Objectives/Goal: Identify rare genetic variants in renal developmental genes associated with hypertension and CKD.

Methods/Design: We examined the association between rare variants in 58 candidate genes from five renal developmental compartments and presence of CKD and elevated blood pressure (BP) in 49,989 individuals using whole exome sequencing and phenotypic data from the UK Biobank. Criteria for qualifying rare variants included a minor allele frequency < 0.1% and classification as pathogenic, likely pathogenic, or variant of uncertain significance (VUS) using in-house characterization software. Logistic regression models were generated for each compartment to determine the predictive ability of qualifying variants for the outcomes of elevated BP and CKD, with additional subgroup analysis by genetic ethnicity. Genes were selected for inclusion in regression models based on p < 0.25 using Chi-square univariate analysis. Genes included for each developmental compartment’s regression model are summarized in Tables 1 & 2.

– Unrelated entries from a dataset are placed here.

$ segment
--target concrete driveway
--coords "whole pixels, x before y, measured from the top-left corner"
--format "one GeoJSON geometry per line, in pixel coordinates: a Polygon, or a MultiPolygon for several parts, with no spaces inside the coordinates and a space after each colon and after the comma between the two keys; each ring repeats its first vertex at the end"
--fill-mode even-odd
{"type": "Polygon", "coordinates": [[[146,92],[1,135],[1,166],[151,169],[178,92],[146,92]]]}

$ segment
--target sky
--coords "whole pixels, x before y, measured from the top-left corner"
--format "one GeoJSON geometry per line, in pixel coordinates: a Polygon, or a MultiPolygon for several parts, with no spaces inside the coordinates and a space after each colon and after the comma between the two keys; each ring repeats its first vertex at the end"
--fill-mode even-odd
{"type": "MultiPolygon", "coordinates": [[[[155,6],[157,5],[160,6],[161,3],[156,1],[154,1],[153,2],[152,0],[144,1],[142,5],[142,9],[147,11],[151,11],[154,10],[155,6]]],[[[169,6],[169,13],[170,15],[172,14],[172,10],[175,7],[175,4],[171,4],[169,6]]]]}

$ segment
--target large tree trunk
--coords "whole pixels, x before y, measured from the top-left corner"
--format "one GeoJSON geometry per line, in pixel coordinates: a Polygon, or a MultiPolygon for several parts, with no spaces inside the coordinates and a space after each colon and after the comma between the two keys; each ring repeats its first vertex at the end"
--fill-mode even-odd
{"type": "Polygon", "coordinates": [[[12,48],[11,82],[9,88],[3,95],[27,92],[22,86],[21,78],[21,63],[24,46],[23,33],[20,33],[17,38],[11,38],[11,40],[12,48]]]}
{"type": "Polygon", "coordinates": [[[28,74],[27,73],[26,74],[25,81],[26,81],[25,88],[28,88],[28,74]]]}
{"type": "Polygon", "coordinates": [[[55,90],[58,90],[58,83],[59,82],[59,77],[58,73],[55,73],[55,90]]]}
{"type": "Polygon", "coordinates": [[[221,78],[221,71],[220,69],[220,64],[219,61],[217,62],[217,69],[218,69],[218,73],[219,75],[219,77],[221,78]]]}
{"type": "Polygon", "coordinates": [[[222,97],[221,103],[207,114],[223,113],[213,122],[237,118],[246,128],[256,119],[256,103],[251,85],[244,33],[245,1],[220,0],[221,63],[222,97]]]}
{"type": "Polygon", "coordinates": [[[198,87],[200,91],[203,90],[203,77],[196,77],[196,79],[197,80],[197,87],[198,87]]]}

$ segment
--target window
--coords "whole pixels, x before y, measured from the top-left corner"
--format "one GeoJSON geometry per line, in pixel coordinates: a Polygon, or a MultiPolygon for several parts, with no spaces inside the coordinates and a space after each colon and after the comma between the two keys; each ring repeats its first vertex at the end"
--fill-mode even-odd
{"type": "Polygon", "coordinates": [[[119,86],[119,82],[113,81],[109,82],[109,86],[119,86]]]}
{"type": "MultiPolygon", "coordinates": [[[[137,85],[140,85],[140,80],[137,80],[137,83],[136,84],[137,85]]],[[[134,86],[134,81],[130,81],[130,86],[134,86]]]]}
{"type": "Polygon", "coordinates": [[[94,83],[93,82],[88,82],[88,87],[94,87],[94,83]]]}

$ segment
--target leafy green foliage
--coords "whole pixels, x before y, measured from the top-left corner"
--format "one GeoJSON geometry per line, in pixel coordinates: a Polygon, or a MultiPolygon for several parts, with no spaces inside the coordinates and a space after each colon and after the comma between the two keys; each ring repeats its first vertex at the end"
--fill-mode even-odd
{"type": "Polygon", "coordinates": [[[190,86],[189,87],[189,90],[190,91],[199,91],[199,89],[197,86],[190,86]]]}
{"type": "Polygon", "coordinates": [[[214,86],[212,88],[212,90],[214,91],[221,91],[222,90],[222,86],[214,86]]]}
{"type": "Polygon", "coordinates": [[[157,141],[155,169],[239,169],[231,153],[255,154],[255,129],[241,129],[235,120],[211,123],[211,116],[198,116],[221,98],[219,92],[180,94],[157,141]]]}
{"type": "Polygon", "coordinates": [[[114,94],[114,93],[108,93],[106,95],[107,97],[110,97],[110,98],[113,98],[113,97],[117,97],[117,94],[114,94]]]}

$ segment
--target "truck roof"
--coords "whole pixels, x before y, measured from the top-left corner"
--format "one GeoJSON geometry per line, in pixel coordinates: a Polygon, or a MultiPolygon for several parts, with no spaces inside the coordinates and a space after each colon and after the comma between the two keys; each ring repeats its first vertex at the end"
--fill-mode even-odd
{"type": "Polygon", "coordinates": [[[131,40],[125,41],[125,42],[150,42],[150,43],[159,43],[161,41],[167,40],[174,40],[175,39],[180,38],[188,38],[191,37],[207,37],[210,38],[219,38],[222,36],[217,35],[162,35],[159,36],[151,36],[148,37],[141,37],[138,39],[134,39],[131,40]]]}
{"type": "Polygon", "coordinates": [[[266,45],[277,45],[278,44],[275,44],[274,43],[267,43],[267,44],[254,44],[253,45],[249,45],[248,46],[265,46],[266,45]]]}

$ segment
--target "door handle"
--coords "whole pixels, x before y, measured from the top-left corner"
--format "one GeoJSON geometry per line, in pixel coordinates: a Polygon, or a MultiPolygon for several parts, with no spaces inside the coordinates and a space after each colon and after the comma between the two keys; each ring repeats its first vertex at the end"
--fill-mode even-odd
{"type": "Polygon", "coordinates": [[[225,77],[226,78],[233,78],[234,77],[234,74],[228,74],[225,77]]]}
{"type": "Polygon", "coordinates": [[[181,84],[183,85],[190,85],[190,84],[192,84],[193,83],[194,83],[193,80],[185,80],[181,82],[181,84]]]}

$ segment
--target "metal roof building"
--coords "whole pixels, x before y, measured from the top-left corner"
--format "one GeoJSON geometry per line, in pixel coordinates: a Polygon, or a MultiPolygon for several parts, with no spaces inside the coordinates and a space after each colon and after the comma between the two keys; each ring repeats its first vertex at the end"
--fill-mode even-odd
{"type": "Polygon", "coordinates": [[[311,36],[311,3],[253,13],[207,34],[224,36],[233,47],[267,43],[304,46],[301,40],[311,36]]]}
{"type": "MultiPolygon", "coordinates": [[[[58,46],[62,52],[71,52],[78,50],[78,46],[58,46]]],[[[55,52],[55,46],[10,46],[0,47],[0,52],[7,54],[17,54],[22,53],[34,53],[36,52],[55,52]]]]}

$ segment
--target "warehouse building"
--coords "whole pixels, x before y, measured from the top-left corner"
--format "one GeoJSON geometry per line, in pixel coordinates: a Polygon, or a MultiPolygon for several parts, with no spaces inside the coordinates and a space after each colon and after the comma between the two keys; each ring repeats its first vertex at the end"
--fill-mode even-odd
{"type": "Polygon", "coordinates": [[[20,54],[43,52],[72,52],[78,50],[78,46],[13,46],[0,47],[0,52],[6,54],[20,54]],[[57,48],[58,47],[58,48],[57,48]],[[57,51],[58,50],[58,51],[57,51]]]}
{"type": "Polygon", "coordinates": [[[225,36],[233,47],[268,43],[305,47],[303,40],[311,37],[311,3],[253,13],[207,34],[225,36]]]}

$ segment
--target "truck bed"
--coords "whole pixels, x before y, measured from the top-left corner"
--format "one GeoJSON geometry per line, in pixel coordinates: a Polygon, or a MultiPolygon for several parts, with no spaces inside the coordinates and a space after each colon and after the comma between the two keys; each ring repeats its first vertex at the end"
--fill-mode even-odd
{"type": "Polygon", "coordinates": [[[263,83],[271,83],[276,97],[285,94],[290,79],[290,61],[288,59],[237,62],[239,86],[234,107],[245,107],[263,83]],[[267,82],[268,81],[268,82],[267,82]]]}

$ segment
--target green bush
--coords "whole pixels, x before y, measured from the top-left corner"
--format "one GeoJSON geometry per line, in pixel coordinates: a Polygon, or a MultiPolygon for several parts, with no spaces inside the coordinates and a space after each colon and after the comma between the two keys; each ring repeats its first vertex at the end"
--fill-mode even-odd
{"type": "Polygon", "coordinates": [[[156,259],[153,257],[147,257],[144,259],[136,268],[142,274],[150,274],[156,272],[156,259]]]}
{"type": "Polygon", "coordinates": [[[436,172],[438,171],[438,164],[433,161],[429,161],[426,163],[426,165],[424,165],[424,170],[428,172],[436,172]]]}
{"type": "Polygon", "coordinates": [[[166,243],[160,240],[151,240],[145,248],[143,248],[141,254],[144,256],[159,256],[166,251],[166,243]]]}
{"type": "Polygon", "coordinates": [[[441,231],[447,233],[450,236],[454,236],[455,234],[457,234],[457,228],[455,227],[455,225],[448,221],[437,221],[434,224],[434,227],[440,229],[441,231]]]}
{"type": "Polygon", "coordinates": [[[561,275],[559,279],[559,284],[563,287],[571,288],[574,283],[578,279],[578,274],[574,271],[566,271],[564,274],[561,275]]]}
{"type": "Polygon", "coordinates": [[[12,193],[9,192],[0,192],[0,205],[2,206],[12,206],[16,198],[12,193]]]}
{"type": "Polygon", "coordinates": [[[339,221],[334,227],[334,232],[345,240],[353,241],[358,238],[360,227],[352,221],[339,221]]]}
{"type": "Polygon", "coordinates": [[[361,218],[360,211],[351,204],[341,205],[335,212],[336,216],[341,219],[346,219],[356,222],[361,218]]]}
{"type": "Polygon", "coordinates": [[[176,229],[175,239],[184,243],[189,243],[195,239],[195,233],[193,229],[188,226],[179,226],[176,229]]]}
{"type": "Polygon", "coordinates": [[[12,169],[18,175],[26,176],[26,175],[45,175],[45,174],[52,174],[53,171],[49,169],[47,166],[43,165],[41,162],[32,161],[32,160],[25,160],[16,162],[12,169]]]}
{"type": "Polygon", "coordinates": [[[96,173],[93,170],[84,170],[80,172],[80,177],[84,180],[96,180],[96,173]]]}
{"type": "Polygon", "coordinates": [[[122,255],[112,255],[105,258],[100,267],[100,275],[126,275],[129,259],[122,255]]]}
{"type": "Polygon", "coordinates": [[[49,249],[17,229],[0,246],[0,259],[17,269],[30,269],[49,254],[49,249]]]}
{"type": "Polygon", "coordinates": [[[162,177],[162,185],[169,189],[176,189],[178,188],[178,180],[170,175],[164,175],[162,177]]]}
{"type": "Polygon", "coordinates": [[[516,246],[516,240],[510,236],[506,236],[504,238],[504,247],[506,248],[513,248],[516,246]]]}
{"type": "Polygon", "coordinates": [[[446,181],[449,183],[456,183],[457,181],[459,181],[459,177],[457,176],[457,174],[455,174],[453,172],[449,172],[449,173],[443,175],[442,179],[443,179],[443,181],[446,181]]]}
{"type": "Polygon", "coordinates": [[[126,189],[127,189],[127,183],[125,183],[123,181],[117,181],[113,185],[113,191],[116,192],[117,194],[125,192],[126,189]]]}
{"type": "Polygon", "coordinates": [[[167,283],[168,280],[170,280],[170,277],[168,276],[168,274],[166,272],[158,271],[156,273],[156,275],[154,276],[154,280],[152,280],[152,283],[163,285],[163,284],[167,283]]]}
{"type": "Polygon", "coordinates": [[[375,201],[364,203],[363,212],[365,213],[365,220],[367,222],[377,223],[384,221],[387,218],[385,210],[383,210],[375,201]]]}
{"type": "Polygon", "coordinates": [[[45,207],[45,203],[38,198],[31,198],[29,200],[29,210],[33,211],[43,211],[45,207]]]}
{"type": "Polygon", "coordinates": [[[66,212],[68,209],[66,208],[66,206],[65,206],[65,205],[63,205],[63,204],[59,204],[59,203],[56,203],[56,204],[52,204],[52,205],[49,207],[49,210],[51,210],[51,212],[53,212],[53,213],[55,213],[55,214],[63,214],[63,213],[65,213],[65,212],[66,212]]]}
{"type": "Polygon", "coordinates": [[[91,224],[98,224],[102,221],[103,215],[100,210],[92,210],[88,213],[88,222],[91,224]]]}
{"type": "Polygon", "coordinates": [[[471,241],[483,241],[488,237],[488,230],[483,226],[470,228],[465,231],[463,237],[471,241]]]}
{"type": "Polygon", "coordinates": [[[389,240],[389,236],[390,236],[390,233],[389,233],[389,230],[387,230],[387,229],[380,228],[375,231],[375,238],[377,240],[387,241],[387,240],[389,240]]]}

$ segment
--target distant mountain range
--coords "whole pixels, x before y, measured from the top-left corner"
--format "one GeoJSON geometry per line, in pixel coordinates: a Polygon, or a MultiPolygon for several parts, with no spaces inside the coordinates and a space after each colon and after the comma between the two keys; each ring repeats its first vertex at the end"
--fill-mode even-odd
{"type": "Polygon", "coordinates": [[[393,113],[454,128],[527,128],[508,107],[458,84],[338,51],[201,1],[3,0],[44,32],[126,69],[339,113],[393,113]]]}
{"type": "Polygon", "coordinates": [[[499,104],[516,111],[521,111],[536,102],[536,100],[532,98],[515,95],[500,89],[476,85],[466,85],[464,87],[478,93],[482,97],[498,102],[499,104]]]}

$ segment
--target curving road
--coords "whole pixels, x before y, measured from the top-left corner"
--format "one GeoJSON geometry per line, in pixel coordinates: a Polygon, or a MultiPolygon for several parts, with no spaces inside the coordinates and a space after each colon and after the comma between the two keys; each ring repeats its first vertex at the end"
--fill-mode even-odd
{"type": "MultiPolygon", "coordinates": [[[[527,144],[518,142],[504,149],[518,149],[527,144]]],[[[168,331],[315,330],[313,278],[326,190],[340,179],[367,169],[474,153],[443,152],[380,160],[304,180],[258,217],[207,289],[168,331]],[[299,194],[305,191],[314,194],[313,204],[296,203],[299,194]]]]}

Results: Qualifying variants in 5 genes across 3 developmental compartments were significant predictors of elevated BP; qualifying variants in 4 genes across 4 developmental compartments were predictive of CKD. In subgroup analysis of individuals genetically identified as Caucasian, qualifying variants in 4 genes across 3 compartments were predictive of elevated BP; qualifying variants in 3 genes across 2 compartments were predictive of CKD. For individuals genetically identified as non-Caucasian qualifying variants in 3 genes across 2 compartments were predictive of elevated BP; qualifying variants in 6 genes across 2 compartments were predictive of CKD (Tables 1 & 2). The distribution of qualifying variant types (i.e. pathogenic, likely pathogenic, VUS) within genes containing rare variants predictive of disease were predominately VUSs (Figure 1).

Conclusions: Rare variants in some renal developmental genes are associated with elevated BP and CKD and may help explain a portion of the missing heritability. However, the significances of variants differ by ethnicity, and the majority are classified as VUSs requiring further characterization.